SafetyAtWorkBlog asked Safe Work Australia, if not through workers compensation, how are young people funding their medical/rehabilitation costs. A spokesperson provided the following non-age specific response:
“We are unable to provide an answer to this question as the data has not been analysed separately by age.
However, the last section of the report on workers’ compensation applications shows the various forms of financial assistance that all injured workers used.
For all injured workers, 34% received workers’ compensation, 39% did not access any financial assistance (these were mostly injuries involving no time lost from work) and the remaining 27% did access some form of assistance. Within this latter group regular sick leave was the most common.
Of the injured employees who did not access workers’ compensation, 18% used their regular sick leave, 9% accessed Medicare or other social security benefits, 7% had costs paid by their employer, 5% used other resources such as money from family and friends while 4% access private health insurance or income protection insurance.
Respondents to the survey could select more than one response to this question.”
Inverting some of these stats raises some concerns. (Please note that statistics is not the strongest skill of SafetyAtWorkBlog, so please correct any issues through the comments section below).
For all injured workers, 66% did not receive workers compensation. This should be a big red flag to OHS regulators and deserves more analysis.
Of the 66% over half (57%) funded their injuries without recourse to health insurance, sick leave, employer contributions, support from family or friends, Medicare or social security. Expanding the young worker question above to workers generally, how are these injured workers funding their rehabilitation from outside the regulated and social support mechanisms?

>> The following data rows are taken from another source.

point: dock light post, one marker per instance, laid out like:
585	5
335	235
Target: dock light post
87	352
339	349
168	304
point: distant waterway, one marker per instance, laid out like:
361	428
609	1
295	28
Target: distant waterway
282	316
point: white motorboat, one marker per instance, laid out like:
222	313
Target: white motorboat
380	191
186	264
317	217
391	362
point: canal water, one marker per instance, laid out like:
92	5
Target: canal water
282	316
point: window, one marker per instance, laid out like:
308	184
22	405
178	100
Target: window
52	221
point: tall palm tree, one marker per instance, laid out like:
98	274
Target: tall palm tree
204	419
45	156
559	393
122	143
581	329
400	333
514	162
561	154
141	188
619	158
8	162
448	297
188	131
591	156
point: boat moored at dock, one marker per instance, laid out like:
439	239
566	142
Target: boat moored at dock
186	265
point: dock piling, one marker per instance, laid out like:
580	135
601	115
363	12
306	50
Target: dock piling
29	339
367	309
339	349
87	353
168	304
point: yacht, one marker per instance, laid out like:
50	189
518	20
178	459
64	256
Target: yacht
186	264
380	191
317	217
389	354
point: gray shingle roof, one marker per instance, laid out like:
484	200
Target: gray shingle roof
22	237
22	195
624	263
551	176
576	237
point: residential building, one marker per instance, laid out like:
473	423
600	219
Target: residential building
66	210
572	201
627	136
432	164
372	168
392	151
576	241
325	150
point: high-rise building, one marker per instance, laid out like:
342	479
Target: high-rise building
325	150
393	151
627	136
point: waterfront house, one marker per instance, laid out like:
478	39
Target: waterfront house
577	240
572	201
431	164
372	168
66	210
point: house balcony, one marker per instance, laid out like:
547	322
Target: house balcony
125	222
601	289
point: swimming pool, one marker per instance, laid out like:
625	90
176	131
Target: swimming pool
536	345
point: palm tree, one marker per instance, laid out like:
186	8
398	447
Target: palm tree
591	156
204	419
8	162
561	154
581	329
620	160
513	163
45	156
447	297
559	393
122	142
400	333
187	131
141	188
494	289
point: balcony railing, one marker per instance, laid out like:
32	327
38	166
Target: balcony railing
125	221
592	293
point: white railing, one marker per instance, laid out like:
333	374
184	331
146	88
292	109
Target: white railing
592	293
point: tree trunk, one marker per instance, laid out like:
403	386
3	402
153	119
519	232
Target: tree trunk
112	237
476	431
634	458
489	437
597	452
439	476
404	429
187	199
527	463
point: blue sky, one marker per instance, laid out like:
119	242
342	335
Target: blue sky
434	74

Some years ago SafetyAtWorkBlog attended an international conference on OHS. There were many people at this Melbourne conference who spoke about the Asian and African countries where injured workers must rely on family, or other social security mechanisms, for an income, as workers’ compensation was non-existent. This is one element of economic integration into the Asian region that Australia should not be tolerating.
A spokesperson for Safe Work Australia told SafetyAtWorkBlog (read slowly as there are numbers involved):
“The survey estimated that 689,500 workers were injured at work during 2005-06. Of these, 625,900 were employees and hence eligible for workers’ compensation. However, 388,100 did not apply for compensation and 23,800 applied but did not receive compensation.

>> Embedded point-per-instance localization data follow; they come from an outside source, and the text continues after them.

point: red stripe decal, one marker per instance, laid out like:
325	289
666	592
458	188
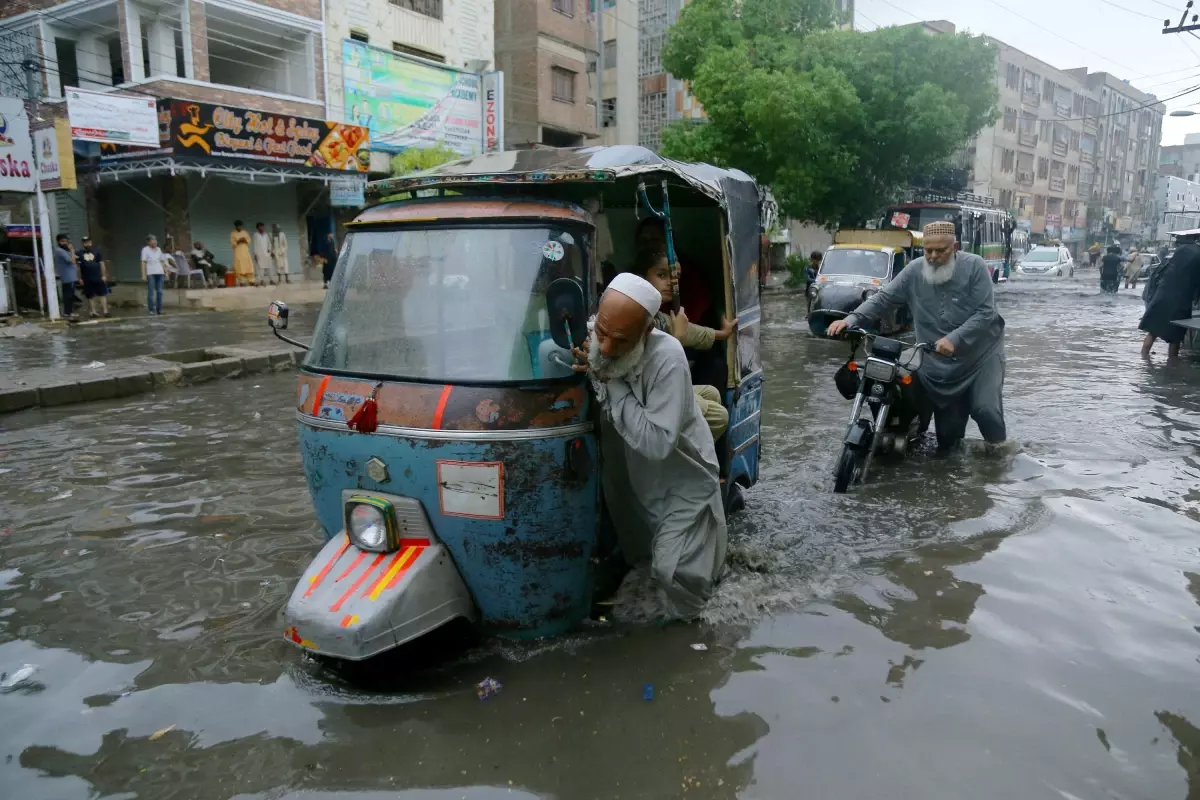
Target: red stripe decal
319	397
358	583
442	407
383	572
400	575
353	566
321	576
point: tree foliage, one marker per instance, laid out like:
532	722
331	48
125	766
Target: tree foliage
835	121
414	160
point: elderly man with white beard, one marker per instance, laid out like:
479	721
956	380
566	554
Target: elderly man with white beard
951	298
660	474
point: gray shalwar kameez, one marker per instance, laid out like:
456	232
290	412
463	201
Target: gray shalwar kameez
660	475
961	310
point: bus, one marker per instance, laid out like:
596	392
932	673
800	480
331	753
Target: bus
982	228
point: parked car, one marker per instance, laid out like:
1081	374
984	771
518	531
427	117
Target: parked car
1047	262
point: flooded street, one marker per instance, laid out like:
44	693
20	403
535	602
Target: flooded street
976	626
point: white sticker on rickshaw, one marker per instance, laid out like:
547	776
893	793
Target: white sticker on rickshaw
473	489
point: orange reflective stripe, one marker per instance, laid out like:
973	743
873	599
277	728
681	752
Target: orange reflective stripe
354	587
321	576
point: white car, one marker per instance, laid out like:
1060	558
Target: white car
1047	262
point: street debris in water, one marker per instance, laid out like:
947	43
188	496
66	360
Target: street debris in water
487	687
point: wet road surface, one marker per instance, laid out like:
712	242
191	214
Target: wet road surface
985	626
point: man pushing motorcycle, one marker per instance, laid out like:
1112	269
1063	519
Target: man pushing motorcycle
951	298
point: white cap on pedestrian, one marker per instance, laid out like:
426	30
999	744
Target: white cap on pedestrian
639	289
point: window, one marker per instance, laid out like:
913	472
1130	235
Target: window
562	84
456	302
400	47
1012	76
69	68
609	113
426	7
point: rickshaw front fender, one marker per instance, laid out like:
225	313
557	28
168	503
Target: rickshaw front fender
354	605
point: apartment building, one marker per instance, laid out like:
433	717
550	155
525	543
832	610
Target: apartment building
547	52
1073	152
1177	203
247	80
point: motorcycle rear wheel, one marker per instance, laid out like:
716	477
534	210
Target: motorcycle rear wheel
844	474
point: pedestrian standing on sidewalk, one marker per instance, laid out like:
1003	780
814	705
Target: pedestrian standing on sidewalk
280	253
154	263
243	262
67	272
263	266
95	278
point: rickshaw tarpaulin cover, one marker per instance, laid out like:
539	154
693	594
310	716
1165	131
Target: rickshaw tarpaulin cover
736	192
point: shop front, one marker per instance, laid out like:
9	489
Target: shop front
216	164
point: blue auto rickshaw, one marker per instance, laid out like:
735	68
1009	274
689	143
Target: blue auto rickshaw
451	453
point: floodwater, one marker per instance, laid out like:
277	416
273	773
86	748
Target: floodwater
978	626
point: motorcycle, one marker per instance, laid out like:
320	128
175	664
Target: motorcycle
885	385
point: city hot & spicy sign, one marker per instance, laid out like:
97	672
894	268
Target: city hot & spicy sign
209	131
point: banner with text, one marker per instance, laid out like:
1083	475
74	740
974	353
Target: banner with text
412	103
16	148
207	131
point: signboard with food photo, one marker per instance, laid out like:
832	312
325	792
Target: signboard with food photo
217	132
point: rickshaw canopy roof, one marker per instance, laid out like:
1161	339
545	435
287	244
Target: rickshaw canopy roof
568	164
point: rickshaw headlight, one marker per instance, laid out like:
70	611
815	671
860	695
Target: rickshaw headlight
371	523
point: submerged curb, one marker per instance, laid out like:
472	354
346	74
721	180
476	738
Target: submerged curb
52	386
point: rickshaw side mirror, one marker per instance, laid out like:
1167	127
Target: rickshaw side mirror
568	313
277	314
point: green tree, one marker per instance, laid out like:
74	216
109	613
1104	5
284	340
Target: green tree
835	121
414	160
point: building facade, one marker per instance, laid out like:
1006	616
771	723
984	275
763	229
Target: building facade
547	53
1073	152
1177	202
215	64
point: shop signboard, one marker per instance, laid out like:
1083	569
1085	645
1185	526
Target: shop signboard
16	148
347	192
408	102
53	169
219	132
117	119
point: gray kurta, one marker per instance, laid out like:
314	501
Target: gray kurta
661	477
961	310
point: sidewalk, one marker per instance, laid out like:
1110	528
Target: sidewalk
139	374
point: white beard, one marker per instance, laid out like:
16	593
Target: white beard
605	368
939	275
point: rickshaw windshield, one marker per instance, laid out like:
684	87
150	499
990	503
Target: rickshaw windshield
867	263
444	304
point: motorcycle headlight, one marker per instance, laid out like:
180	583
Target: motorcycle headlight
879	370
371	523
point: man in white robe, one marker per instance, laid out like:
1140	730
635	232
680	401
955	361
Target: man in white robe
660	473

This means that 66% of injured employees did not receive compensation. While this equates to 60% of injured workers not receiving compensation it is not correct to use this figure as 12% of workers were not eligible for it.
Looking only at the 411 900 injured employees who did not apply for workers’ compensation
- 75,700 accessed regular sick leave
- 30,100 had their employer pay their costs
- 35,500 used Medicare/social security
- 18,200 used private health insurance/ income protection insurance, and
- 18,700 accessed money from other sources such as family and friends.
Please note that when looking at these figures that 42% of injuries involved no time off from work and hence costs would be very small.
Analysis of additional data from the survey, that has not been included in this round of reports shows that over 60% of injured workers aged 15 to 24 felt their injury was too minor to claim or that they felt it was not necessary to claim. This is double the percentage for all workers. While this may sound like young people had more minor injuries, this is not the case. Young workers had the same proportion of injuries that involved no time off work as the workforce as a whole and the same proportion that involved longer periods of time off from work.”
The last paragraph cycles this article back to the start.
“….over 60% of injured workers aged 15 to 24 felt their injury was too minor to claim or that they felt it was not necessary to claim. This is double the percentage for all workers.“
There is something missing from how OHS is promoted to young workers. The quote above indicates that young workers know about OHS but do not understand OHS. But that’s not something that can be provided in a 30 minute TV ad, a medium that young people are increasingly less interested in.
Perhaps, we should be spending less time telling people not to stick their hands in a guillotine and more time empowering them in their workplace rights.